I suppose QE is what you try when you put common sense aside, and get into trillions of dollars worth of debt.
An interesting fact is: changes could be made soon to increase the amount the Fed puts into QE3. “The bottom line is that the Fed is still in the improvisation phase of its new policy regime,” said Vincent Reinhart, chief economist at Morgan Stanley. Since it is the beginning stages of this program, it wouldn’t be surpising that new developments are released before the end of the year.
In the FOMC statement today the Fed announced that the “Committee could make adjustments to its purchases, as needed, in response to economic developments or to changes in its assessment of their efficacy and costs.”.

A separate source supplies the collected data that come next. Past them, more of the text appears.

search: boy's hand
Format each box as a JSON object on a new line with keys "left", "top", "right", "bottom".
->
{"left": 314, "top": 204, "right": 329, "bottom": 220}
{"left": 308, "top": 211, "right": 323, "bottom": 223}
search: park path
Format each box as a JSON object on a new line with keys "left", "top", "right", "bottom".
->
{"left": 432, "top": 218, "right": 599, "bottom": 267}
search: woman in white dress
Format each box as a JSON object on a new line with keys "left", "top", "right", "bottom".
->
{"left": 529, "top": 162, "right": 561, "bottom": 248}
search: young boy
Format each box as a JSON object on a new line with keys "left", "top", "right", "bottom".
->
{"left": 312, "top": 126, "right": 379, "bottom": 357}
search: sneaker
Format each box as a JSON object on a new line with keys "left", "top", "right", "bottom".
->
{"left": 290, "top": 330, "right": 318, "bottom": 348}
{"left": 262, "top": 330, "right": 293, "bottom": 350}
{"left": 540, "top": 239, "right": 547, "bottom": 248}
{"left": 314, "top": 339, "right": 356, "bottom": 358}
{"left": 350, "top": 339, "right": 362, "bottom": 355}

What does this mean exactly? I think it means the Fed could create more money at will (as much as they want) according to what they perceive concerning the economy.

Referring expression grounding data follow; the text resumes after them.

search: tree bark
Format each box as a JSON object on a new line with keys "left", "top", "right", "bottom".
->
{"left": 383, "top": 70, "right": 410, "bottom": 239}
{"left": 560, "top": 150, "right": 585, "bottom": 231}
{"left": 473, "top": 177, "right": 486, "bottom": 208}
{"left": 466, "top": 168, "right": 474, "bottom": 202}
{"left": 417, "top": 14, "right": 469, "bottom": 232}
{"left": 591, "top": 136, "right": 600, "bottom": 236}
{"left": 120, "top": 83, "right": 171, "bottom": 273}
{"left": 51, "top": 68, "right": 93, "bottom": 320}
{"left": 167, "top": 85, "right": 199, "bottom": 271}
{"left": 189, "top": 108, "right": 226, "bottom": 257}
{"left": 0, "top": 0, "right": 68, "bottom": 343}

One critical conclusion given in today’s Fed Minutes was why they did QE3. “The sluggish job market and worries about Europe’s debt crisis, Chinese growth and the so-called fiscal cliff closer to home pressed the Federal Reserve into launching its third round of large-scale bond buys, according to minutes released Thursday.” from Market Watch WSJ. Read their article here.
The below quote is part of the FOMC Statement from today:
“To support continued progress toward maximum employment and price stability, the Committee expects that a highly accommodative stance of monetary policy will remain appropriate for a considerable time after the economic recovery strengthens. In particular, the Committee also decided today to keep the target range for the federal funds rate at 0 to 1/4 percent and currently anticipates that exceptionally low levels for the federal funds rate are likely to be warranted at least through mid-2015.”
Could “at least through mid-2015” progress into a much later number? If QE3 hasn’t been fruitful by then, will it continue also?
How Long will QE3 last?
“A number of participants questioned the effectiveness of continuing to use a calendar date to provide forward guidance, noting that a change in the calendar date might be interpreted pessimistically as a downgrade of the Committee’s economic outlook rather than as conveying the Committee’s determination to support the economic recovery.” From today’s FOMC Statement.
So, How Long will QE3 last? As long as the Fed wants it to last, that would be the correct answer. There is not a date set in stone to stop creating money but there may be a goal set in place that would function as a finish-line. Let’s hope there is at least a goal. A goal without a timeline is a fantasy.
Other news to note, Mitt Romney was victorious in last night’s Presidential Debate over Barack Obama. He and his VP Paul Ryan are strongly against QE3. According to Market Watch from the Wall Street Journal, “The campaign of Republican presidential nominee Mitt Romney called the Federal Reserve’s third round of quantitative easing another “bailout” for President Barack Obama’s economy”.
It will be interesting to see how Mitt Romney approaches the Fed and QE3 if he is elected.